Monday, September 24, 2007

Queens Chronicle - School System Overlooking Special-Ed Pupils: Gotbaum

Queens Chronicle - School System Overlooking Special-Ed Pupils: Gotbaum:

While the majority of city students were returning for their second week of school last Monday, many disabled children were still at home, waiting to find out where they were supposed to go to class.

Now, three weeks into the new academic calendar, the city remains unaccessible to parents calling for help with their special-needs students, asserted Public Advocate Betsy Gotbaum in a report last week.

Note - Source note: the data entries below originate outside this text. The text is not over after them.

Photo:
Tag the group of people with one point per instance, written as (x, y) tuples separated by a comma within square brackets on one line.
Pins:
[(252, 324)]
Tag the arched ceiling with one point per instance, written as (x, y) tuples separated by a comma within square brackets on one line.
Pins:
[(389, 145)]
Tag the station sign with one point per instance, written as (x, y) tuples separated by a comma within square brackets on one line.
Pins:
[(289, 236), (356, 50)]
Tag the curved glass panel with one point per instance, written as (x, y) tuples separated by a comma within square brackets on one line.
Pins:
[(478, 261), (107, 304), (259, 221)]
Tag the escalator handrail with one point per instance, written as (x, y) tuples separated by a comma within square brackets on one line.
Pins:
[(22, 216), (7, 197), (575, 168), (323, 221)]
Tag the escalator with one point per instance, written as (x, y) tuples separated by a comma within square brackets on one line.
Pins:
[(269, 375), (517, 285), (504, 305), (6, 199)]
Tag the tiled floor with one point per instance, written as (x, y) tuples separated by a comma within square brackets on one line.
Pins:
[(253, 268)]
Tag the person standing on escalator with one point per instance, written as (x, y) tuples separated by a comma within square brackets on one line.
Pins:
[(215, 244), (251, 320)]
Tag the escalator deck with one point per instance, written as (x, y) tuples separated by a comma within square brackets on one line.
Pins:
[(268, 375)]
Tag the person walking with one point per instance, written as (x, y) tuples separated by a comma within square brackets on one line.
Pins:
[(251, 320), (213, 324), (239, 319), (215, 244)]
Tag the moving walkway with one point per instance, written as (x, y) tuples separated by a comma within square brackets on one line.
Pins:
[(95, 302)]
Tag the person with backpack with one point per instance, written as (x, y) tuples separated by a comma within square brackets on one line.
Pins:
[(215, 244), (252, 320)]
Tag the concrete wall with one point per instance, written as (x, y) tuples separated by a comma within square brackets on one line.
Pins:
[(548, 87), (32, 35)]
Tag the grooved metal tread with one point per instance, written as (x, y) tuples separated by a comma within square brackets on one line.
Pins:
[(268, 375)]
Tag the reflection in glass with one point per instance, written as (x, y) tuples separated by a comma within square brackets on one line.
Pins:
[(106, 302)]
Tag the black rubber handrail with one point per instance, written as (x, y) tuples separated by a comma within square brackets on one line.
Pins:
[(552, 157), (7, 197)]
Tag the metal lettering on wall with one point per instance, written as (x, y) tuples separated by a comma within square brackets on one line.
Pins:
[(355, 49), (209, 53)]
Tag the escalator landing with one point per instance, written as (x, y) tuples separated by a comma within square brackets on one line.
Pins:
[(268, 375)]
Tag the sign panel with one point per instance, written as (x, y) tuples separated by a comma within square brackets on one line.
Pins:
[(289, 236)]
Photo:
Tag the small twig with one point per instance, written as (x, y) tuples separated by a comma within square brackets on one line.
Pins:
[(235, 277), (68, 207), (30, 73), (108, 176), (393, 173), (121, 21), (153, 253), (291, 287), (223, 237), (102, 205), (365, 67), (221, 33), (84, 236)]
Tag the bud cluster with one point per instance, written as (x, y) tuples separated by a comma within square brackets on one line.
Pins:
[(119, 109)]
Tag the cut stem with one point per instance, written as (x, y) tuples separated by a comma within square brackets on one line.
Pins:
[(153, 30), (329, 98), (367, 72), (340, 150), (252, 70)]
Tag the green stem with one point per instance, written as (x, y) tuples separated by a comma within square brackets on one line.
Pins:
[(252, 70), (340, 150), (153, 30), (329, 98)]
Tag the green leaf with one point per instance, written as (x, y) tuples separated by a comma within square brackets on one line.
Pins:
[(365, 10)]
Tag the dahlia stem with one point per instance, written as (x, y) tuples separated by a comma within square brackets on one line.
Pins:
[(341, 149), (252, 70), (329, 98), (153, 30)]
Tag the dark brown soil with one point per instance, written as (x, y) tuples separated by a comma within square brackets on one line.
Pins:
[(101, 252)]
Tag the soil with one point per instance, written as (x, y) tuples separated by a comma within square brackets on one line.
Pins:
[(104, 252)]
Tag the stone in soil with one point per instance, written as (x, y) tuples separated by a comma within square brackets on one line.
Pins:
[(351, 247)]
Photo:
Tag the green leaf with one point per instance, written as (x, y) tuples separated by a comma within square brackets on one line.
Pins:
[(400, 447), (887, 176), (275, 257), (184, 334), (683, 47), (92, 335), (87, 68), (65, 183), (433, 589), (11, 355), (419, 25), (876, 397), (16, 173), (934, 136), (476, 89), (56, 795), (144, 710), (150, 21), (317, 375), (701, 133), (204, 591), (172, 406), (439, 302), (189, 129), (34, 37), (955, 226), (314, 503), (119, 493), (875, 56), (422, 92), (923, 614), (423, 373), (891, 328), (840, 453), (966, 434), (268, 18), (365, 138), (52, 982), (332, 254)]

After conducting a brief survey the week before school started, Gotbaum’s office found that about half of the calls made by investigators to the Committees on Special Education went unreturned or unanswered.

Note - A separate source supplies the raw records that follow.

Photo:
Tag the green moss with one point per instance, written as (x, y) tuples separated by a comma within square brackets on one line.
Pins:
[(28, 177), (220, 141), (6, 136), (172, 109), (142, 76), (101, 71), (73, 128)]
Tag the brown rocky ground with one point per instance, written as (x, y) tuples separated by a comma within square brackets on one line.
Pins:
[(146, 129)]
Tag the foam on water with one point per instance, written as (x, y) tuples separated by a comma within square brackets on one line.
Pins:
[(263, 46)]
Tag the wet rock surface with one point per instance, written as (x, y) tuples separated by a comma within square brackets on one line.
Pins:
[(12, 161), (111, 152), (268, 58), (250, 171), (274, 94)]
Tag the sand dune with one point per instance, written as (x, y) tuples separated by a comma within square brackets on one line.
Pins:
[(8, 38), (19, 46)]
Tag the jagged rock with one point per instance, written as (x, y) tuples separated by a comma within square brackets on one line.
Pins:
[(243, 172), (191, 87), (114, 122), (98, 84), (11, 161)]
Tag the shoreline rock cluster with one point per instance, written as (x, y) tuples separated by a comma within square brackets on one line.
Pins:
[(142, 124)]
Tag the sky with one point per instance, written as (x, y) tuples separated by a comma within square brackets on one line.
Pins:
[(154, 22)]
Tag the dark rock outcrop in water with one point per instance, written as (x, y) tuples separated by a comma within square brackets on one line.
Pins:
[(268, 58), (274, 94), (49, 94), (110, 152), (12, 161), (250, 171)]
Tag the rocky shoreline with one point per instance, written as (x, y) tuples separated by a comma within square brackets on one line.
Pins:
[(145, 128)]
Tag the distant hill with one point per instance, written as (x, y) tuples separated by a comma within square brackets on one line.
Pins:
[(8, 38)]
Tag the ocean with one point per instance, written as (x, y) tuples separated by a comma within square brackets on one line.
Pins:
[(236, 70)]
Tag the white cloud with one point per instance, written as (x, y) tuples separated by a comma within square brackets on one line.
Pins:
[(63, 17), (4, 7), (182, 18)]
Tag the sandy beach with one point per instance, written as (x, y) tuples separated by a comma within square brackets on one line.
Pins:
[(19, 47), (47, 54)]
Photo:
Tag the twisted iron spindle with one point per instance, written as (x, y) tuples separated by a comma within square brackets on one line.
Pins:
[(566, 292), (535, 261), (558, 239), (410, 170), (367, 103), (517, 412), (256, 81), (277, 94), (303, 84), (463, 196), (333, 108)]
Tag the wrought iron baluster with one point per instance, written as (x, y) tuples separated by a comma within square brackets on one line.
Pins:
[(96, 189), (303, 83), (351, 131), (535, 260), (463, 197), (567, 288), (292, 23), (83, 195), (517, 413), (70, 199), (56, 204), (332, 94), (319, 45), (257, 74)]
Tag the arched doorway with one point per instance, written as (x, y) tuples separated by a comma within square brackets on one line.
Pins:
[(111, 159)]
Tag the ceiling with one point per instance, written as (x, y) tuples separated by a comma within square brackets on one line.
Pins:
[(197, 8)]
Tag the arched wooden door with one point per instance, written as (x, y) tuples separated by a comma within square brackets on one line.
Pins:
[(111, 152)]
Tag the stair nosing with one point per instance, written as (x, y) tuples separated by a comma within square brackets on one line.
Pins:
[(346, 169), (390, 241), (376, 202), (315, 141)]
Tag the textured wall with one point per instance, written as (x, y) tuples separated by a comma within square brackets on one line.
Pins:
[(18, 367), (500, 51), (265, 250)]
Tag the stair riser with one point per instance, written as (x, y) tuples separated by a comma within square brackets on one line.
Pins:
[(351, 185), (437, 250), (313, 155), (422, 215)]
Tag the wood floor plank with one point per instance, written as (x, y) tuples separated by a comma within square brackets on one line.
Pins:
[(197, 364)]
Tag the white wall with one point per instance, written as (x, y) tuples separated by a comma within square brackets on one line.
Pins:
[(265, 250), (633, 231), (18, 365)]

Twenty-two of their 45 calls to the city’s 15 special education offices resulted in non-working phones or unreturned messages, she said. In Queens, investigators could not reach a representative in the committees’ Jamaica and Ozone Park offices — which, together, oversee five districts.

A spokeswoman for the Department of Education said last Friday that “the problem has been solved,” assuring that all committee phone numbers had been updated on the agency’s Web site. She did not respond to a request for follow-up comments.

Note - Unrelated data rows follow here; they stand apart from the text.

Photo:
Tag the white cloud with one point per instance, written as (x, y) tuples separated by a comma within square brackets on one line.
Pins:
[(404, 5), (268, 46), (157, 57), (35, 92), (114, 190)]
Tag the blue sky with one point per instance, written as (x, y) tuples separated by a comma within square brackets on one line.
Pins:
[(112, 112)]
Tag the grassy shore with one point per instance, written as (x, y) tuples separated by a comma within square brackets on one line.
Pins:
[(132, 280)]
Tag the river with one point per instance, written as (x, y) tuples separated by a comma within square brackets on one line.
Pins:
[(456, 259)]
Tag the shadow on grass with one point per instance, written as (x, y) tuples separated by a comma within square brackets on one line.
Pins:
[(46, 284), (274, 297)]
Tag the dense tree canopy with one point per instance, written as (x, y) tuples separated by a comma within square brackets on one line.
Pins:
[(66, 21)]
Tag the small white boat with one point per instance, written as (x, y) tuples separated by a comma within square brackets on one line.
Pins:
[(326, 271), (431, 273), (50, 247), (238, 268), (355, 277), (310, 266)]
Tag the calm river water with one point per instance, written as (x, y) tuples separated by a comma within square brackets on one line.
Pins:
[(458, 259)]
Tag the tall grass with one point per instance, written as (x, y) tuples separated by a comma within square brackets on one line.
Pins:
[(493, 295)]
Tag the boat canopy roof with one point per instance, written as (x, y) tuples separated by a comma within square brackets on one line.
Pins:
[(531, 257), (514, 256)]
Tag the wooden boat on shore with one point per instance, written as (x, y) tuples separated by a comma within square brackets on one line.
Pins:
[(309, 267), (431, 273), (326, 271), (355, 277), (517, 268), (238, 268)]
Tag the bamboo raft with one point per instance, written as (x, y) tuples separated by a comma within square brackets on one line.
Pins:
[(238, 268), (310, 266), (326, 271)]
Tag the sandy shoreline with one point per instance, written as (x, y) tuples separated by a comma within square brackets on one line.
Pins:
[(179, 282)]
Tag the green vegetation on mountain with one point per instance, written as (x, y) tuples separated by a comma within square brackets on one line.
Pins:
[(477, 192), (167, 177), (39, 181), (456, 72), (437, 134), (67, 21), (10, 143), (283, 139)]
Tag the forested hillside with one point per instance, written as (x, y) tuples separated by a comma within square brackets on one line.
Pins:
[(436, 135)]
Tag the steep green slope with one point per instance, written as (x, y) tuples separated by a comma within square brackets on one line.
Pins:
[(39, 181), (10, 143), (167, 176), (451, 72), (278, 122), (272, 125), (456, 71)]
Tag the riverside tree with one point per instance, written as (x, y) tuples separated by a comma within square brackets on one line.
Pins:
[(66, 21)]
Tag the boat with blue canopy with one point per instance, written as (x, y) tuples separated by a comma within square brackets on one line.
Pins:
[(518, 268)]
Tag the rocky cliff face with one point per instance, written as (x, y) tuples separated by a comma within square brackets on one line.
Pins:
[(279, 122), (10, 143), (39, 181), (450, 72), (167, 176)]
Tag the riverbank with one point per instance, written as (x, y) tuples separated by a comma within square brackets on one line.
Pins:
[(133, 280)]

Gotbaum says this lack of communication has become all too typical for some parents. “The start of school is always a hectic time for families,” she said. “But the DOE is making things more stressful by failing to do the very basics, such as picking up their phone.

“The bottom line: Queens parents need access and answers, not the run-around.”

Middle Village mom Elizabeth Sager agrees. Her physically-impaired son went more than a week without class this year while local officials scrambled to find an appropriate placement for him.

Earlier in the summer, the same officials had told Sager that her 6-year-old son, who is partially paralyzed, would enter first grade at a new site this fall, after he had struggled to learn in another larger, integrated classroom the previous year.

But in late August, Sager learned that there would be no room for him in the new program. Furious, she drove to her district office in Long Island City, only to find a waiting room full of other angry parents.

Schools officials later sent Sager home with a new phone number — which she says she called every two days until finally getting notice that her son would be starting school at a new location last Wednesday.

“It’s rough trying to get information,” she said. “They (the special education committees) don’t answer phones, and when you get the voice machine, it’s full, so you just keep getting bounced around the system.

“I’m glad my son finally ended up in the right place, but no parent should have to deal with that kind of frustration.”

According to the most recent Mayor’s Management Report, there are 180,890 children in New York City receiving special education services. More than 147,000 of those students are taught in the city’s public school system.